Pro’s of a short chainstay
- Spins will feel easy
- Fast cornering in bowls
- Good for technical street/park riding
- Manuals are easy to get in to
- Shorter wheel base
Con’s of a short chainstay
- Manuals will loop out easy
- Airing high is hard
- Going fast will feel unstable
- Feet can hit the back peg when pedaling
Who should ride a short chainstay?
A short chainstay is best for a rider who likes to be really technical when riding street or park. This will help you maneuver the bike like the pros. Garrett Reynolds is a great example of a rider who does technical street with a short chainstay. While Logan Martin is a great example of a rider who uses a short chainstay for technical park riding.
A chainstay over 13″ is considered a long chainstay. Riding with a long chainstay will give you a more stable and controlled bike. Especially at high speeds. With a longer chainstay and therefore a longer wheelbase, the bike can hold up at high speeds without feeling uncomfortable.
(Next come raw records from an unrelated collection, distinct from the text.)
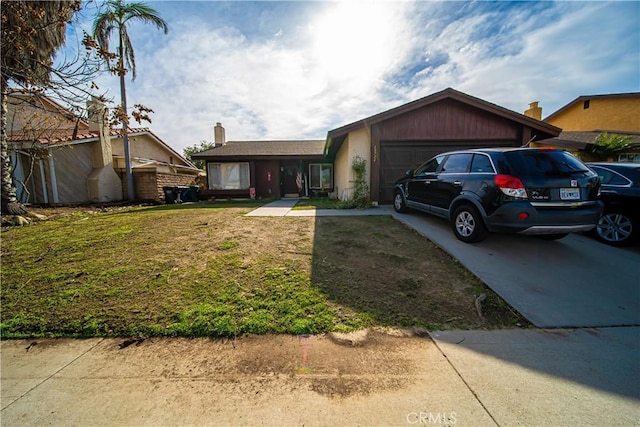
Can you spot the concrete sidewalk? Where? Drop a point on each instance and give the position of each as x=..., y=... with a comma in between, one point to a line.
x=283, y=207
x=466, y=378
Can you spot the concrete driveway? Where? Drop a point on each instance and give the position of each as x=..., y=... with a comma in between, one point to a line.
x=572, y=282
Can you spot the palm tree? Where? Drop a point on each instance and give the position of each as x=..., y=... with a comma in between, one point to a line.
x=115, y=19
x=32, y=32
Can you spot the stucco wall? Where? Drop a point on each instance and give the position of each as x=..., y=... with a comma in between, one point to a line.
x=146, y=147
x=615, y=114
x=357, y=143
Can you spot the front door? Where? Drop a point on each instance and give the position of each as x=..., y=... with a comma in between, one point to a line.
x=289, y=181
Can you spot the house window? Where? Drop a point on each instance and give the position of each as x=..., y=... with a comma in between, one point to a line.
x=321, y=176
x=629, y=158
x=228, y=176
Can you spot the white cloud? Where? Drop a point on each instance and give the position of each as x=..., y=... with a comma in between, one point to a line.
x=334, y=63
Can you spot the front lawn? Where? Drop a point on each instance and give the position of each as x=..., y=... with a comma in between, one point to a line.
x=207, y=270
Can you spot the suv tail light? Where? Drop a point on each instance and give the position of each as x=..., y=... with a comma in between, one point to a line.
x=511, y=186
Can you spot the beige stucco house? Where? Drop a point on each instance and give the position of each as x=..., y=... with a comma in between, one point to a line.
x=402, y=138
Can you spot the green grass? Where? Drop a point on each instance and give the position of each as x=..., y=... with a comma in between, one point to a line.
x=207, y=270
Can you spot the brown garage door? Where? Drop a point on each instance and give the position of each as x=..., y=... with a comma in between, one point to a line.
x=396, y=157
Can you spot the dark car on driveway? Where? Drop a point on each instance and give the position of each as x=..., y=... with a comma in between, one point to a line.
x=620, y=192
x=544, y=192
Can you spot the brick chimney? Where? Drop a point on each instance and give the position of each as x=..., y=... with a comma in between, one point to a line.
x=534, y=111
x=103, y=183
x=218, y=135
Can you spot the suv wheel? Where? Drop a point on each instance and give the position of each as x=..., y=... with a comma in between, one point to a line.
x=399, y=204
x=467, y=224
x=616, y=228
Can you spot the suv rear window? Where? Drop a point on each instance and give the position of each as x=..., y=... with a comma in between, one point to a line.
x=545, y=163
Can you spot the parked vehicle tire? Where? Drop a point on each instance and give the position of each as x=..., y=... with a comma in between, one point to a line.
x=399, y=203
x=467, y=224
x=617, y=228
x=556, y=236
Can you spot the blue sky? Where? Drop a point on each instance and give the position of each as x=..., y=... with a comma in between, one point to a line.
x=288, y=70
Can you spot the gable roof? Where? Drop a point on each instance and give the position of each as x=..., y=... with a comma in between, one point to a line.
x=583, y=98
x=254, y=149
x=448, y=93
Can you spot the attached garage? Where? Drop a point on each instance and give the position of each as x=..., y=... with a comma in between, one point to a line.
x=400, y=139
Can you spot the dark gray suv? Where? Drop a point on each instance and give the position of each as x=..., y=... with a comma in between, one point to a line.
x=544, y=192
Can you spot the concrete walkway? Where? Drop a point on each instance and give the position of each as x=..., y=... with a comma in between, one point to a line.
x=283, y=207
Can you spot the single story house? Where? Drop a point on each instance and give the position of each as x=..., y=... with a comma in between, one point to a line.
x=60, y=158
x=265, y=169
x=390, y=142
x=400, y=139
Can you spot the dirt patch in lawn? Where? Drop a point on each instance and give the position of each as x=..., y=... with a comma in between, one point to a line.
x=208, y=270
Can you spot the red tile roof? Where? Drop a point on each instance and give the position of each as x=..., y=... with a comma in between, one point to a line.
x=60, y=137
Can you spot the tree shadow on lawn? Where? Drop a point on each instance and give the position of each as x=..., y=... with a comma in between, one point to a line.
x=378, y=272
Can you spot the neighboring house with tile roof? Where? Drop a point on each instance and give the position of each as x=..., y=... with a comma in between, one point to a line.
x=585, y=118
x=61, y=158
x=266, y=169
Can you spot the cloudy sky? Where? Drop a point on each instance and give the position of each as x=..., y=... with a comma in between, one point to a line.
x=289, y=70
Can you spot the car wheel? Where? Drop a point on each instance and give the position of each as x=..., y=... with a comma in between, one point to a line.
x=616, y=228
x=399, y=204
x=468, y=225
x=555, y=236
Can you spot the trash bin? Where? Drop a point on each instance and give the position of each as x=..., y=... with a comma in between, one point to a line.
x=182, y=194
x=169, y=195
x=194, y=193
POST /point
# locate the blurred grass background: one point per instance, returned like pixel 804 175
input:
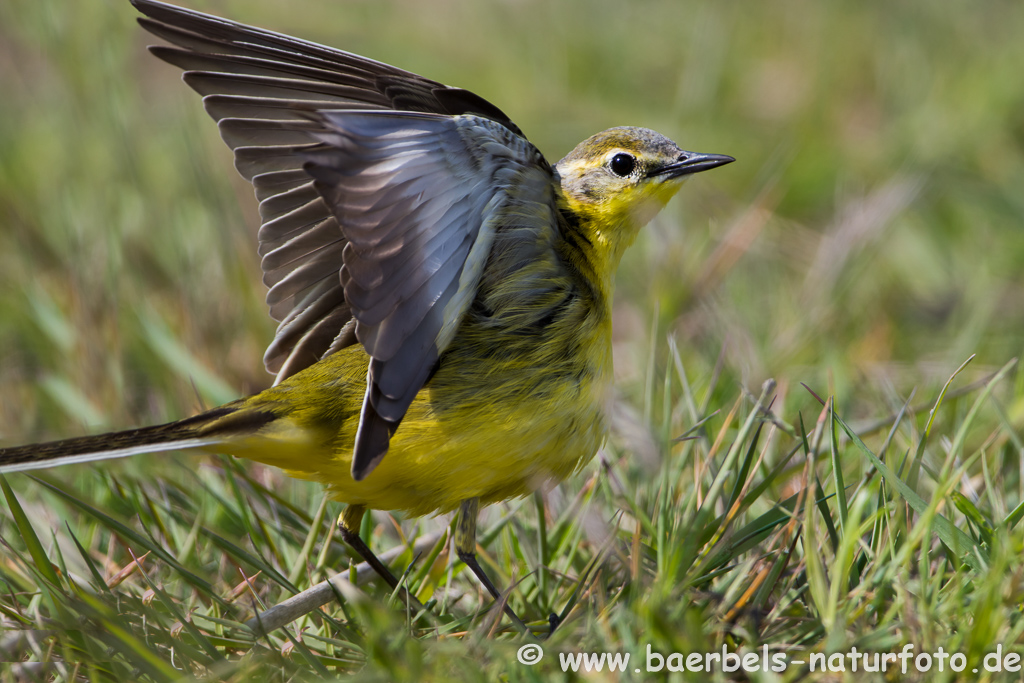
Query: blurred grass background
pixel 866 242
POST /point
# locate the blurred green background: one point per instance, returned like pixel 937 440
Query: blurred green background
pixel 868 237
pixel 866 242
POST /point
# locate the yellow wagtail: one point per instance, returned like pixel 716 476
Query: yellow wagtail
pixel 443 293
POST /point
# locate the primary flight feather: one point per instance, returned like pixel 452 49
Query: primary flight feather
pixel 443 293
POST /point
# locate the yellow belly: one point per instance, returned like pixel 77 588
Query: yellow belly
pixel 494 442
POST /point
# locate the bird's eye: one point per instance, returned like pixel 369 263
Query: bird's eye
pixel 623 164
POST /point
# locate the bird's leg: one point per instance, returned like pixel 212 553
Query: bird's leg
pixel 348 524
pixel 465 545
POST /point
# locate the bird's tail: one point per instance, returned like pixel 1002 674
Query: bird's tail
pixel 206 429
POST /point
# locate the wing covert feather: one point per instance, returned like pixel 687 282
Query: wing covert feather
pixel 380 196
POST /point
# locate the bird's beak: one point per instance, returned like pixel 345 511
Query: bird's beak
pixel 691 162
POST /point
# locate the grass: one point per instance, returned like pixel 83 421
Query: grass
pixel 866 243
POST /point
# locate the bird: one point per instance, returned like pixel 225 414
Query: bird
pixel 442 292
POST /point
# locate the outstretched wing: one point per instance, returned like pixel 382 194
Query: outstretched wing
pixel 419 198
pixel 380 194
pixel 257 84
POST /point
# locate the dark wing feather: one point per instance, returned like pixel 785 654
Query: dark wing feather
pixel 376 222
pixel 259 85
pixel 420 199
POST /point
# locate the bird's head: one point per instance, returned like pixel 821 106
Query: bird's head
pixel 619 179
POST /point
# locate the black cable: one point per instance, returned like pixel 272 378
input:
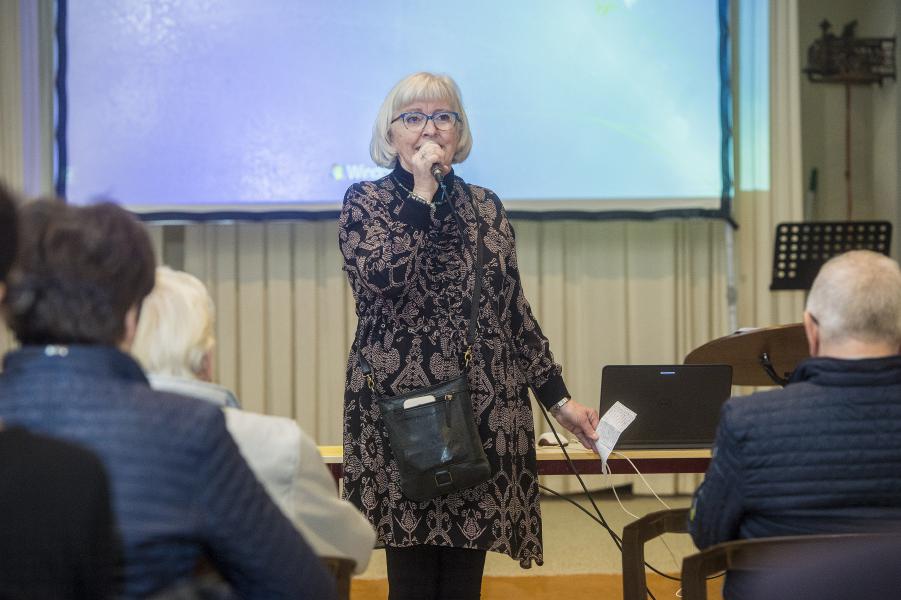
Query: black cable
pixel 600 517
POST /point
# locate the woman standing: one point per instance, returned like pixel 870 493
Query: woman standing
pixel 411 269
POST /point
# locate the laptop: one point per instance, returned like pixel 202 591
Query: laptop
pixel 677 406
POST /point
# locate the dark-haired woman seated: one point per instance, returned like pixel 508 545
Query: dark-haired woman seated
pixel 180 488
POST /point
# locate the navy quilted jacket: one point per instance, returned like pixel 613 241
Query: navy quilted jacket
pixel 822 455
pixel 180 487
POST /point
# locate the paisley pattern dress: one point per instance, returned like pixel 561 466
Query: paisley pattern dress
pixel 412 278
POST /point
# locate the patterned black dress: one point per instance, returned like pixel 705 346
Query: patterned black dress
pixel 412 278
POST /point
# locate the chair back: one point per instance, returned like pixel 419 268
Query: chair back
pixel 635 535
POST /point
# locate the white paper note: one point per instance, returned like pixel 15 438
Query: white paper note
pixel 611 425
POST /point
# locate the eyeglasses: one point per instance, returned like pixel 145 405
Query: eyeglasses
pixel 415 121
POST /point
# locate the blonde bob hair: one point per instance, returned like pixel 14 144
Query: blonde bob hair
pixel 419 87
pixel 175 329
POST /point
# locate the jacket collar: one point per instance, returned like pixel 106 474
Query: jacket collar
pixel 102 362
pixel 849 373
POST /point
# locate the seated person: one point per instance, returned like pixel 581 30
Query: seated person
pixel 180 488
pixel 820 455
pixel 57 533
pixel 174 343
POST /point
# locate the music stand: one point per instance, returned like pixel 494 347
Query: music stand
pixel 800 249
pixel 763 356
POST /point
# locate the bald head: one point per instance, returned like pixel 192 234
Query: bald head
pixel 855 304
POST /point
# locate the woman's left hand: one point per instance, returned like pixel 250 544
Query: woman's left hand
pixel 581 421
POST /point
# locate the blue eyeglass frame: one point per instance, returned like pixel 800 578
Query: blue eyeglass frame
pixel 428 118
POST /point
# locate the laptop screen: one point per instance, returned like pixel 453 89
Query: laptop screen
pixel 677 406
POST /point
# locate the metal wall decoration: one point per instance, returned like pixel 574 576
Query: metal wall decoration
pixel 848 59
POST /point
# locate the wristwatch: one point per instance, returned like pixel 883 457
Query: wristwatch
pixel 556 408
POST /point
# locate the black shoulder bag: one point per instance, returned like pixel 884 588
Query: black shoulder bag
pixel 431 430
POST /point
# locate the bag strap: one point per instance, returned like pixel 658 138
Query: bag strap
pixel 472 327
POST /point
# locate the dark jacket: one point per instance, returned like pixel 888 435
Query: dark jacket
pixel 180 488
pixel 57 532
pixel 822 455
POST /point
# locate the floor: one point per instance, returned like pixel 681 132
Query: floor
pixel 580 558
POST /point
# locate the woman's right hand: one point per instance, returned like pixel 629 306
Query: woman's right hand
pixel 424 183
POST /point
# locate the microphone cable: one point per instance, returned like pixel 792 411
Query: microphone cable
pixel 617 540
pixel 599 517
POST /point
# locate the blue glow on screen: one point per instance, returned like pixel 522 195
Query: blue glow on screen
pixel 195 103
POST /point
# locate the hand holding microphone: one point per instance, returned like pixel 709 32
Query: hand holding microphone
pixel 428 171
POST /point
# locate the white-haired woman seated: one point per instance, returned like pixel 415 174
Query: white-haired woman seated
pixel 174 343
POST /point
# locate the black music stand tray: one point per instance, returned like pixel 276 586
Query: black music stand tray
pixel 800 249
pixel 764 356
You will see riders like Corey Walsh and Chase Hawk riding a long stable chainstay.
Pro’s of a Long Chainstay
- Very stable
- Feels good at high speeds
- Manuals are easy to control
- Airing quarters is easier
Con’s of a Long Chainstay
- Spins are harder
- Feels kinda “bulky” when doing tricks
- Manuals are harder to get into initially
Who should ride a Long Chainstay
A long chainstay is a good choice for a rider who likes to go high and fast. It is super important to have a stable feeling bike when you are ripping around at high speeds. Riders like Kris Fox, and Gary young are riding a longer chainstay. Most dirt specific riders will be on a longer chainstay too since it will give them more control when riding big dirt jumps.
All in all, it is way more important for you to get a bmx bike and start shredding. After riding for a while and learning what you love/hate about riding you can buy aftermarket parts that will better suit your style. I see so many people get caught up in analasis paralasis, instead of making a decision.
Build the foundation skills and then get more technical later.